In medio stat virtus: enrichment history in poor galaxy clusters
G. Riva, S. Ghizzardi, S. Molendi, M. Balboni, I. Bartalucci, S. De Grandi, F. Gastaldello, L. Lovisari, M. Rossetti
TL;DR
This study targets the chemical enrichment history of the intracluster medium by measuring iron-abundance profiles in three intermediate-mass, nearby clusters (MKW3s, A2589, Hydra A) using azimuthally complete XMM-Newton data. A two-step spectral analysis explicitly models the soft X-ray background and instrumental background, with azimuthal background sampling to mitigate systematics that bias Fe L-shell measurements in the outskirts.

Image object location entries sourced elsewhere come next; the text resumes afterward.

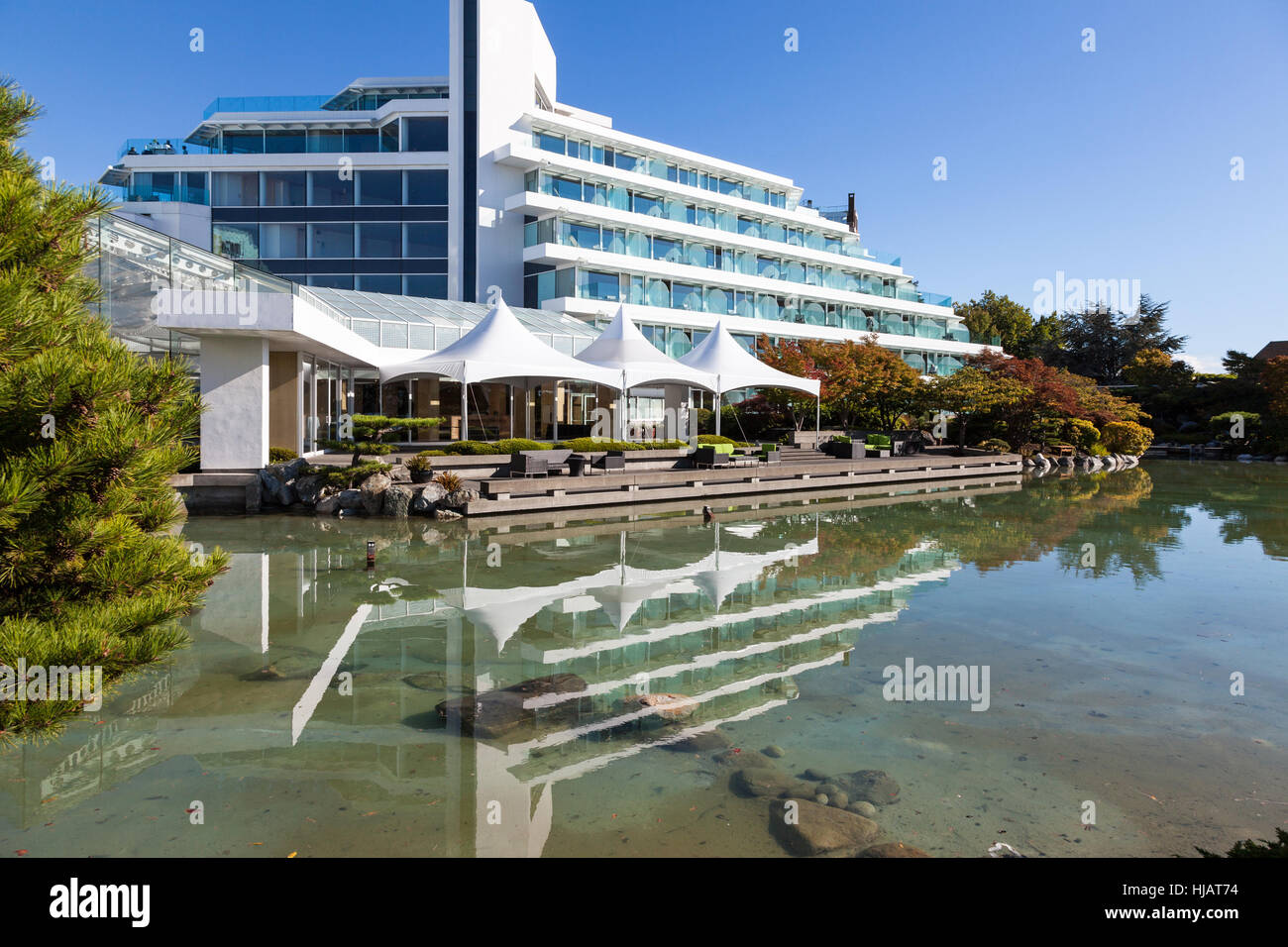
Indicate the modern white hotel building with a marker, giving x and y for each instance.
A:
(375, 224)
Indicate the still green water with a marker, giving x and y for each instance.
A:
(1111, 612)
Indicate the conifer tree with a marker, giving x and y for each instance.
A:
(89, 437)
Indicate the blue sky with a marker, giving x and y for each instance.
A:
(1104, 165)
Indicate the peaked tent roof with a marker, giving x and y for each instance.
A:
(501, 348)
(734, 368)
(623, 348)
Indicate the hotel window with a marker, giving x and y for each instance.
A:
(330, 189)
(239, 241)
(236, 188)
(378, 240)
(389, 137)
(668, 250)
(432, 285)
(333, 281)
(361, 140)
(378, 187)
(283, 241)
(284, 188)
(425, 134)
(330, 141)
(426, 187)
(243, 142)
(596, 285)
(330, 240)
(283, 142)
(425, 240)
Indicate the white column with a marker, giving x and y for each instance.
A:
(235, 390)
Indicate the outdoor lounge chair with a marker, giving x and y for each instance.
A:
(528, 466)
(712, 455)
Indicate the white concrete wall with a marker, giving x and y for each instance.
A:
(235, 389)
(514, 54)
(185, 222)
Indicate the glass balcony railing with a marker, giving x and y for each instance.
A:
(267, 103)
(627, 243)
(160, 146)
(619, 197)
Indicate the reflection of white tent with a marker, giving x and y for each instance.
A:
(623, 348)
(500, 348)
(734, 368)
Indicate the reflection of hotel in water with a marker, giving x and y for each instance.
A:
(729, 615)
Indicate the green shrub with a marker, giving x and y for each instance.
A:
(449, 480)
(1127, 437)
(347, 476)
(518, 444)
(472, 447)
(1224, 424)
(720, 440)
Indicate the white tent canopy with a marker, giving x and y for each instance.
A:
(734, 368)
(500, 348)
(623, 348)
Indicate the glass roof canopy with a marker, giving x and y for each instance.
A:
(133, 262)
(417, 322)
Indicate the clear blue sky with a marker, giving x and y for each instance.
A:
(1106, 165)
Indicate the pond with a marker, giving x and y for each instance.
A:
(1124, 634)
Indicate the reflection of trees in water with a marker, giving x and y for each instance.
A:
(1245, 497)
(1056, 514)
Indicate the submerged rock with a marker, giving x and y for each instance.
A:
(708, 741)
(673, 706)
(819, 830)
(870, 787)
(496, 712)
(893, 849)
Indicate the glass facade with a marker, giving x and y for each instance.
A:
(384, 231)
(619, 197)
(608, 239)
(614, 157)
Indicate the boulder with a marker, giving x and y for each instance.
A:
(707, 741)
(819, 830)
(496, 712)
(671, 706)
(759, 783)
(374, 493)
(426, 499)
(458, 499)
(398, 501)
(870, 787)
(892, 849)
(310, 488)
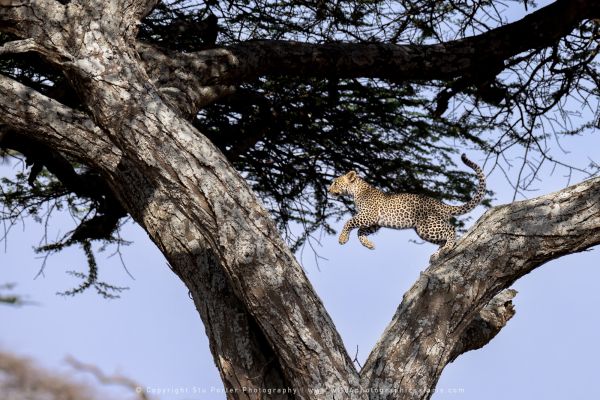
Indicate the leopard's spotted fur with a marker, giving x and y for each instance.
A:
(429, 217)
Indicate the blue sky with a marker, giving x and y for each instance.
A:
(154, 335)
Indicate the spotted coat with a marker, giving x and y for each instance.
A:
(375, 209)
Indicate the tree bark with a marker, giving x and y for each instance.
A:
(266, 326)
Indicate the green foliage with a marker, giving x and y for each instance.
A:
(290, 136)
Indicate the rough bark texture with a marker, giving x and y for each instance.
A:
(267, 327)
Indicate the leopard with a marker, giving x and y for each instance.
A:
(430, 218)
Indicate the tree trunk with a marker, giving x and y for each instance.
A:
(266, 326)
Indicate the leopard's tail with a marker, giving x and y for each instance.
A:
(474, 202)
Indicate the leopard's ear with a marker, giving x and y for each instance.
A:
(351, 176)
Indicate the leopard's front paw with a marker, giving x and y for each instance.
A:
(367, 243)
(343, 238)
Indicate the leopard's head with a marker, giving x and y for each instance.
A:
(343, 184)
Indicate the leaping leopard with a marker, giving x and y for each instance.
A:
(375, 209)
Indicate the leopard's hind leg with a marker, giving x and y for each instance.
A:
(436, 229)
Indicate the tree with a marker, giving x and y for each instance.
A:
(273, 99)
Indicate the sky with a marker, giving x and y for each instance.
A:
(154, 335)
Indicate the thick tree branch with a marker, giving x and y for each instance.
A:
(49, 122)
(487, 324)
(469, 56)
(432, 322)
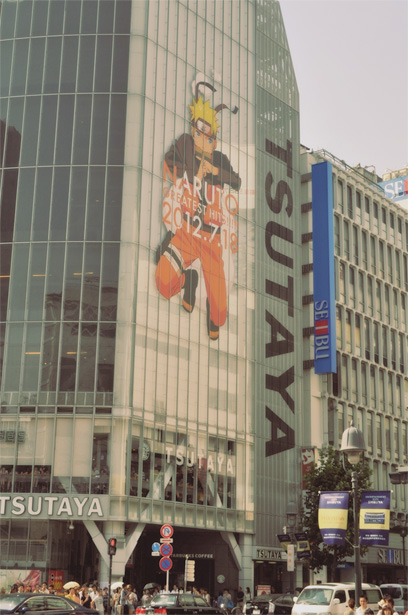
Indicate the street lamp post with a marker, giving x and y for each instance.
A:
(291, 516)
(352, 445)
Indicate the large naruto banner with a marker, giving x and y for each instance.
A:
(200, 208)
(333, 509)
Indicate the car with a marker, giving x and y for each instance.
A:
(332, 598)
(25, 604)
(280, 604)
(400, 595)
(177, 604)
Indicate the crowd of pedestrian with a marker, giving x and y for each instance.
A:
(124, 598)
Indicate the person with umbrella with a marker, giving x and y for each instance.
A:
(73, 595)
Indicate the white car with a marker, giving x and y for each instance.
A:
(332, 598)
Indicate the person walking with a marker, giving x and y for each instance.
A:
(97, 602)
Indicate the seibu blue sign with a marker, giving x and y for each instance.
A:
(396, 189)
(324, 315)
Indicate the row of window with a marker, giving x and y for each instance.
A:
(368, 212)
(370, 253)
(389, 305)
(386, 438)
(369, 340)
(165, 468)
(368, 385)
(46, 17)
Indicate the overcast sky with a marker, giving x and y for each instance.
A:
(351, 65)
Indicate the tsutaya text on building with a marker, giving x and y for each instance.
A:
(54, 506)
(216, 462)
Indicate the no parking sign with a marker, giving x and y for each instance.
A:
(165, 564)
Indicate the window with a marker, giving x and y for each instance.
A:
(358, 205)
(382, 259)
(387, 304)
(397, 268)
(354, 391)
(370, 432)
(342, 282)
(387, 437)
(346, 240)
(344, 377)
(373, 255)
(364, 382)
(366, 209)
(373, 392)
(336, 236)
(379, 435)
(364, 249)
(378, 298)
(367, 339)
(352, 287)
(348, 330)
(370, 295)
(361, 293)
(340, 202)
(390, 394)
(375, 210)
(349, 201)
(357, 335)
(355, 246)
(381, 389)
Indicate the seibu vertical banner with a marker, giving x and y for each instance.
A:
(333, 509)
(375, 518)
(324, 315)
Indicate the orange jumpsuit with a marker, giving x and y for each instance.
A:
(200, 234)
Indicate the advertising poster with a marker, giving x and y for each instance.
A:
(375, 518)
(333, 509)
(10, 577)
(199, 212)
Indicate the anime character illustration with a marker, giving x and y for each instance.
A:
(196, 208)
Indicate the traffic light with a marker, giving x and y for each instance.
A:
(112, 546)
(190, 570)
(400, 476)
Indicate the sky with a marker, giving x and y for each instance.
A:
(351, 64)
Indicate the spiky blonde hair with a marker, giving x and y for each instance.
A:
(201, 110)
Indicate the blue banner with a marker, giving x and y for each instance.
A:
(333, 509)
(375, 518)
(323, 269)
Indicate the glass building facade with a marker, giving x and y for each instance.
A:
(150, 297)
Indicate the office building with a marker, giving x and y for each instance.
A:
(150, 290)
(369, 383)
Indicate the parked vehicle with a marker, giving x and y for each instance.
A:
(41, 604)
(177, 604)
(332, 598)
(400, 595)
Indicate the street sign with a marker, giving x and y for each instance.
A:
(165, 564)
(166, 531)
(166, 550)
(291, 558)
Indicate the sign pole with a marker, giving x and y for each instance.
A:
(110, 582)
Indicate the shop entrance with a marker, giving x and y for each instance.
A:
(269, 574)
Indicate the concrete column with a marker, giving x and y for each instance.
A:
(246, 574)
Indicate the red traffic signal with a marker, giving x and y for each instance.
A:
(112, 546)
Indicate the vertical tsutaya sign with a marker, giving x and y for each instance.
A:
(280, 340)
(375, 518)
(323, 269)
(333, 509)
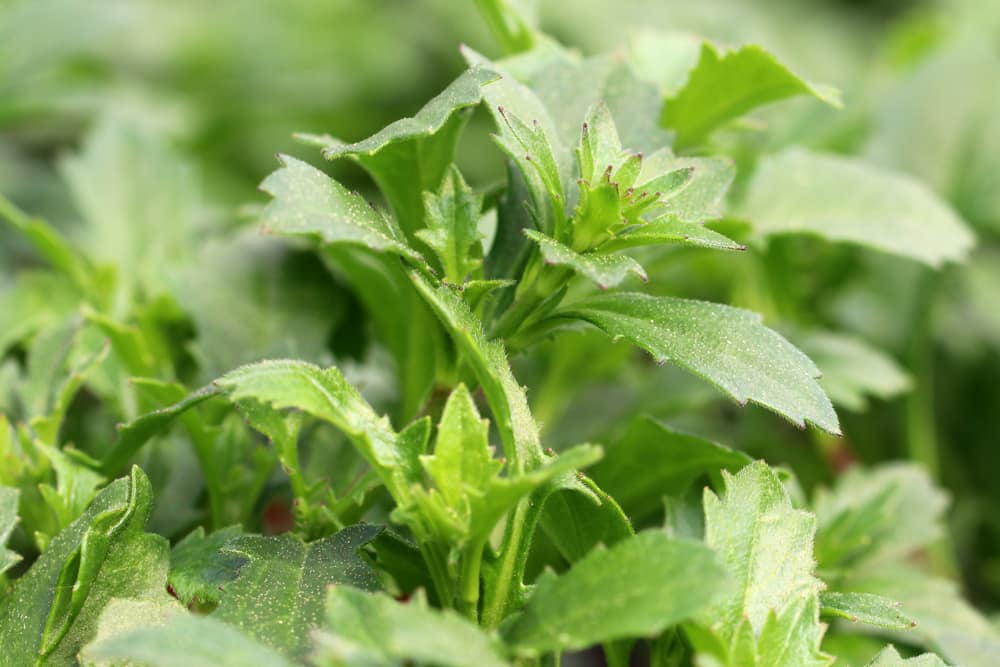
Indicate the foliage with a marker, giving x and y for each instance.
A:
(370, 431)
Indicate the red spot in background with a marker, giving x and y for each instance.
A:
(277, 518)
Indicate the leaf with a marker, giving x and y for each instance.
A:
(325, 394)
(518, 431)
(233, 281)
(634, 589)
(889, 657)
(945, 623)
(53, 610)
(373, 629)
(651, 461)
(578, 519)
(453, 227)
(8, 520)
(462, 462)
(189, 641)
(866, 608)
(725, 86)
(668, 231)
(877, 515)
(134, 434)
(766, 546)
(277, 597)
(412, 155)
(199, 568)
(764, 543)
(853, 369)
(307, 202)
(845, 199)
(727, 346)
(604, 270)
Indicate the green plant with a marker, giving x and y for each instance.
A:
(414, 540)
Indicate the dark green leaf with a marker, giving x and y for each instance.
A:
(651, 461)
(278, 595)
(374, 629)
(634, 589)
(727, 346)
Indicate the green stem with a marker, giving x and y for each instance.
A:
(503, 592)
(510, 29)
(469, 581)
(921, 426)
(438, 568)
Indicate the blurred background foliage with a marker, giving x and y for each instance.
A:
(142, 128)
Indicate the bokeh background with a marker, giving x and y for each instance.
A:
(223, 85)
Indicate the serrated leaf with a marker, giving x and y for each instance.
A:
(889, 657)
(877, 515)
(604, 270)
(865, 608)
(669, 231)
(651, 461)
(765, 544)
(53, 609)
(198, 567)
(845, 199)
(636, 588)
(725, 86)
(945, 623)
(188, 640)
(453, 227)
(577, 519)
(462, 461)
(853, 369)
(325, 394)
(727, 346)
(703, 197)
(278, 595)
(8, 520)
(518, 431)
(307, 202)
(373, 629)
(412, 155)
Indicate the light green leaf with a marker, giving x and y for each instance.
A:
(53, 610)
(518, 431)
(877, 515)
(462, 461)
(651, 461)
(866, 608)
(772, 619)
(853, 369)
(186, 640)
(727, 346)
(764, 543)
(845, 199)
(374, 629)
(307, 202)
(889, 657)
(278, 596)
(604, 270)
(325, 394)
(725, 86)
(199, 567)
(945, 623)
(412, 155)
(636, 588)
(453, 227)
(669, 231)
(8, 520)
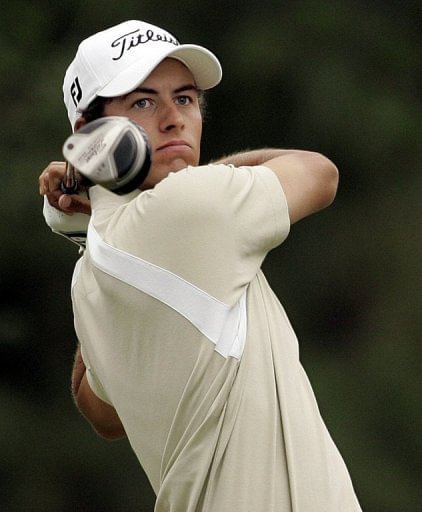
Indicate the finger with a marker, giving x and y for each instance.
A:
(74, 203)
(49, 180)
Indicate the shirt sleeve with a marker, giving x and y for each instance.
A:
(93, 381)
(211, 225)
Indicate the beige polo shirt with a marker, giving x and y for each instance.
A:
(182, 334)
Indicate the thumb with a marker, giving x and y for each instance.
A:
(74, 203)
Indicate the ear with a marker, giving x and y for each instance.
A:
(81, 121)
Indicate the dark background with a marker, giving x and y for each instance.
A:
(339, 77)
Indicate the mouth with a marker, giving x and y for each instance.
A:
(174, 145)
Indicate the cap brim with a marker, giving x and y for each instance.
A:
(203, 64)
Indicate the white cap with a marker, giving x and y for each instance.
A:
(115, 61)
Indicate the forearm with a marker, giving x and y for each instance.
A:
(255, 156)
(78, 373)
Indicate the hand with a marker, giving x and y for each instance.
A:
(49, 185)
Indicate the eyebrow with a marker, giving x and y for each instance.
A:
(147, 90)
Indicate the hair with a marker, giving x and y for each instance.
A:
(95, 109)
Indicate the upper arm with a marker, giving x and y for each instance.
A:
(309, 181)
(102, 416)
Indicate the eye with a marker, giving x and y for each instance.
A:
(143, 104)
(183, 100)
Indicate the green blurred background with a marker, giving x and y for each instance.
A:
(339, 77)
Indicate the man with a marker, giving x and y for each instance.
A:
(183, 346)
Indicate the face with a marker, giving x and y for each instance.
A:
(166, 106)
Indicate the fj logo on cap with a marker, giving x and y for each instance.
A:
(132, 39)
(76, 91)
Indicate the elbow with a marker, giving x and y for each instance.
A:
(109, 432)
(327, 178)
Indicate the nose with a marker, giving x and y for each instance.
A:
(170, 118)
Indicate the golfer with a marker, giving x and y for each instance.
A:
(183, 346)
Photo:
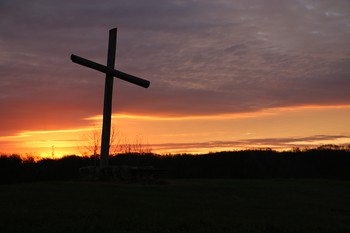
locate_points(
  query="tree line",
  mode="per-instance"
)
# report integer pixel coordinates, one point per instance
(327, 162)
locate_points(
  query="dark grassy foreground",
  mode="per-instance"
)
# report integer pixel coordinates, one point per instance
(180, 206)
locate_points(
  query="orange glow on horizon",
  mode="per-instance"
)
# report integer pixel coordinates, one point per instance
(199, 134)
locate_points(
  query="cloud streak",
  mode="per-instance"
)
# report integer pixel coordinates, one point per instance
(202, 57)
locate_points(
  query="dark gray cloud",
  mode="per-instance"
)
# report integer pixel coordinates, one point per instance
(202, 57)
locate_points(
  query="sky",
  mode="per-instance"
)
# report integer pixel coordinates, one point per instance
(224, 74)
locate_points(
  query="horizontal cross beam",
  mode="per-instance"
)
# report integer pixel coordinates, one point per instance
(116, 73)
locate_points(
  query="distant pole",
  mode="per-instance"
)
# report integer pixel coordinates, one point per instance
(107, 106)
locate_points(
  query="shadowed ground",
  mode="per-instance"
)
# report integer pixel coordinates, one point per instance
(180, 206)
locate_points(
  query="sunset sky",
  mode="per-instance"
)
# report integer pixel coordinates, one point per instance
(224, 74)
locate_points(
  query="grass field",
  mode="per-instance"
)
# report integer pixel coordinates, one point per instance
(269, 206)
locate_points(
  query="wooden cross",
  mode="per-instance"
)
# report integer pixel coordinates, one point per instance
(110, 74)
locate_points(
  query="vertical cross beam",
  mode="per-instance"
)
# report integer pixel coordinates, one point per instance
(107, 106)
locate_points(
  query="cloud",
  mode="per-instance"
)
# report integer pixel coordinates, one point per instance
(202, 57)
(277, 143)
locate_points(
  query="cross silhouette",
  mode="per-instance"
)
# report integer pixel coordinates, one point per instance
(110, 74)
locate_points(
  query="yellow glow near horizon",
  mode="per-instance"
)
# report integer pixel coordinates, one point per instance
(167, 133)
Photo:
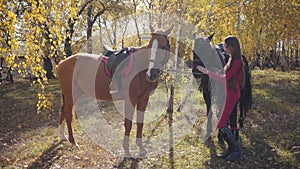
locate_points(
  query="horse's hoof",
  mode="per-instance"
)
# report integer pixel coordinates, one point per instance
(63, 138)
(142, 153)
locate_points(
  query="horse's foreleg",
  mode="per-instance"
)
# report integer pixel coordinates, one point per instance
(139, 132)
(69, 119)
(129, 110)
(207, 99)
(141, 107)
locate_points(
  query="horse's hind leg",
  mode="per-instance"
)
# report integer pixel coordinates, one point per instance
(241, 118)
(62, 120)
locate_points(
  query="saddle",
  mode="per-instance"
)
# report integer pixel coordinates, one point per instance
(115, 57)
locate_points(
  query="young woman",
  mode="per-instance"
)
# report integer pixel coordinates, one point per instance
(233, 78)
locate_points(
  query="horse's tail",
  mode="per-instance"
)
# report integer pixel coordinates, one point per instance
(246, 92)
(62, 109)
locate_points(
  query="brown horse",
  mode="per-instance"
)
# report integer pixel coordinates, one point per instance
(75, 72)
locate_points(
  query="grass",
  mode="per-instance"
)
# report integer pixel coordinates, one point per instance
(270, 138)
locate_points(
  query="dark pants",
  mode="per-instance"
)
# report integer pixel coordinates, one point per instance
(233, 118)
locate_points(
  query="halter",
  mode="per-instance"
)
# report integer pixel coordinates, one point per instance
(154, 48)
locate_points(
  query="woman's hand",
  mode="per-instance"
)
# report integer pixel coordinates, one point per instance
(202, 69)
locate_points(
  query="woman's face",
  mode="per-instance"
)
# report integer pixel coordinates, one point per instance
(228, 49)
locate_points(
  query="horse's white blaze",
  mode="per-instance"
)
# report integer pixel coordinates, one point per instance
(153, 56)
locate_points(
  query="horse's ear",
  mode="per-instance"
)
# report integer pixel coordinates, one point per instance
(210, 37)
(168, 31)
(151, 28)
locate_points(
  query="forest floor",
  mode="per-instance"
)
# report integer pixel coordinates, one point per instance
(270, 138)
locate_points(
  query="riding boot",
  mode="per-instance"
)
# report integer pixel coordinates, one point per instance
(113, 87)
(241, 122)
(233, 146)
(235, 134)
(220, 138)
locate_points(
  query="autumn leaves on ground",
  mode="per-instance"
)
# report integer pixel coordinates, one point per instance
(270, 138)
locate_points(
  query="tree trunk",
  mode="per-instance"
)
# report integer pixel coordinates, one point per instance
(89, 29)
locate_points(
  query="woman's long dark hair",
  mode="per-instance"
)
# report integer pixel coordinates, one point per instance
(235, 55)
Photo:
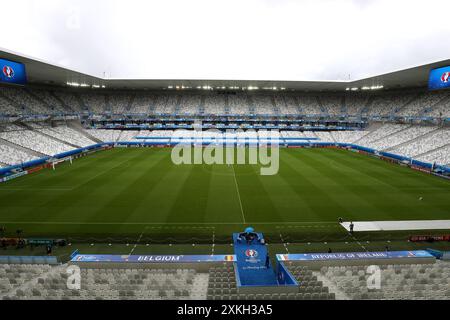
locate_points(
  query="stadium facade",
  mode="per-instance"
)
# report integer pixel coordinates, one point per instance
(61, 115)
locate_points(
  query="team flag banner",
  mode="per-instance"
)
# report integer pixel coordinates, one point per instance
(12, 72)
(152, 258)
(354, 255)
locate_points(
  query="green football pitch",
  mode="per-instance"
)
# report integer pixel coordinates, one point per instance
(139, 193)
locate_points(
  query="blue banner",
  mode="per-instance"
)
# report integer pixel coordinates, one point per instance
(151, 258)
(354, 255)
(12, 72)
(439, 78)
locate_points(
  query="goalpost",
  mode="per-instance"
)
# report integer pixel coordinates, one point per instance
(54, 162)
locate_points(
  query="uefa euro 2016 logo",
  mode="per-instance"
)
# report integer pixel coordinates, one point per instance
(8, 72)
(251, 253)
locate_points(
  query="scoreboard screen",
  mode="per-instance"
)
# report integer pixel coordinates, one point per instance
(439, 78)
(12, 72)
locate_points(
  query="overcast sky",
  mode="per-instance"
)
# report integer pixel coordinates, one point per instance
(229, 39)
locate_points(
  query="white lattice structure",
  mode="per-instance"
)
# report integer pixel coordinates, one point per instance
(380, 133)
(440, 156)
(430, 142)
(105, 135)
(189, 104)
(348, 136)
(400, 137)
(12, 156)
(142, 103)
(119, 103)
(23, 98)
(425, 101)
(386, 104)
(68, 135)
(263, 104)
(35, 141)
(332, 104)
(309, 105)
(215, 104)
(238, 104)
(95, 102)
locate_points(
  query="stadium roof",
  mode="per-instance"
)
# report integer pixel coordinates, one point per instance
(41, 72)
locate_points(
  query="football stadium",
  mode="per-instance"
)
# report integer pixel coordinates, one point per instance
(192, 189)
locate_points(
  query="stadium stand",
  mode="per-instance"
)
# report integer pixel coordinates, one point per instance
(329, 282)
(45, 282)
(410, 282)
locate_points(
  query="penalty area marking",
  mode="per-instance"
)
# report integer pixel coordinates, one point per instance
(397, 225)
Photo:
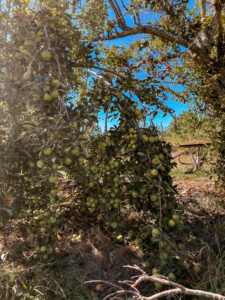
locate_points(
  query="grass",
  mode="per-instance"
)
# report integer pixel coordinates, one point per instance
(189, 174)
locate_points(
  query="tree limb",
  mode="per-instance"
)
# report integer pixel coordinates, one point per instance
(98, 68)
(148, 29)
(220, 52)
(178, 289)
(118, 14)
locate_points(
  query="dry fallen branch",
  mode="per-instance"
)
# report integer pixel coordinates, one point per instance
(143, 277)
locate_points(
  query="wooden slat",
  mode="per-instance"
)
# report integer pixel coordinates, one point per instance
(196, 143)
(177, 153)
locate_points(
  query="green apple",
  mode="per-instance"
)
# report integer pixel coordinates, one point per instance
(68, 161)
(40, 164)
(154, 197)
(53, 179)
(171, 223)
(43, 249)
(46, 55)
(47, 97)
(75, 151)
(176, 218)
(48, 151)
(55, 94)
(27, 76)
(172, 276)
(56, 83)
(155, 232)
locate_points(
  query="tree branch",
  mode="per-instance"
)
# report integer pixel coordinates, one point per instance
(178, 289)
(118, 14)
(220, 52)
(147, 29)
(98, 68)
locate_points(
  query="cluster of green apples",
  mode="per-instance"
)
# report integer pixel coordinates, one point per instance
(126, 169)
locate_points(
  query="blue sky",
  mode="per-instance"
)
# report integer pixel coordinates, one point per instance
(177, 106)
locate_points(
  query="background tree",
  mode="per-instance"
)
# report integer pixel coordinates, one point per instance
(178, 43)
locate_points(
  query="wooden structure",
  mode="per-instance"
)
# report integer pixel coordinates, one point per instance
(193, 146)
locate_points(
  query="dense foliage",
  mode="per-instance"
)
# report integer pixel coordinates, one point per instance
(49, 112)
(58, 72)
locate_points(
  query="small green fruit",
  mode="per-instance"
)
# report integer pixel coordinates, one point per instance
(55, 94)
(55, 166)
(155, 271)
(75, 151)
(176, 218)
(158, 286)
(40, 164)
(171, 223)
(119, 238)
(164, 255)
(46, 55)
(47, 97)
(153, 173)
(154, 197)
(155, 232)
(48, 151)
(56, 83)
(114, 225)
(68, 161)
(27, 76)
(43, 249)
(172, 276)
(53, 179)
(197, 269)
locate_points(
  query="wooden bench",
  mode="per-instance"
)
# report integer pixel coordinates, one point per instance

After accounting for XRB systematics, the clusters exhibit flat iron profiles out to ~0.8 $R_{500}$ at $Z_{Fe} \sim 0.3\,Z_{\odot}$, consistent with enrichment histories observed in more massive systems and supporting a common, early enrichment scenario across mass scales. The authors combine X-ray iron masses with optical stellar masses to derive iron yields, finding intermediate values that bridge the group and cluster regimes, but highlighting substantial systematic uncertainties, particularly in stellar masses. The work underscores the necessity of full azimuthal coverage and careful background treatment to obtain reliable outskirts abundances and lays groundwork for expanding the intermediate-mass regime with future facilities like XRISM and Athena.
Abstract
The enrichment history of galaxy clusters and groups remains far from being fully understood. Recent measurements in massive clusters have revealed remarkably flat iron abundance profiles out to the outskirts, suggesting that similar enrichment processes have occurred for all systems. In contrast, abundance profiles in galaxy groups have sometimes been measured to decline with radius, challenging our understanding of the physical processes at these scales. In this paper, we present a pilot study aimed at accurately measuring the iron abundance profiles of MKW3s, A2589, and Hydra A, three poor clusters with total masses of $M_{500} \simeq 2.0-2.5 \times 10^{14}$ M$_\odot$, intermediate between the scales of galaxy groups and massive clusters. Using XMM-Newton to obtain nearly complete azimuthal coverage of the outer regions of these systems, we show that abundance measurements in the outskirts are more likely to be limited by systematics than by statistical errors. In particular, inaccurate modelling of the soft X-ray background can significantly bias metallicity estimates in regions where the cluster emission is faint. Once these systematics are properly accounted for, the abundance profiles of all three clusters appear to be flat at $Z \sim 0.3$ Z$_{\odot}$, in agreement with values observed in massive clusters. Using available stellar mass estimates, we also computed their iron yields, thereby beginning to probe a largely unexplored mass range. We find $Y_{Fe,500} = 2.68\pm0.34$, $2.54\pm0.64$, and $7.51\pm1.47$ Z$_{\odot}$ for MKW3s, A2589, and Hydra A, respectively, spanning the transition regime between galaxy groups and massive clusters. Future observations of systems with temperatures of $2-4$ keV will be essential to further populate this intermediate-mass regime and to draw firmer conclusions on the chemical enrichment history of galaxy systems across the full mass scale.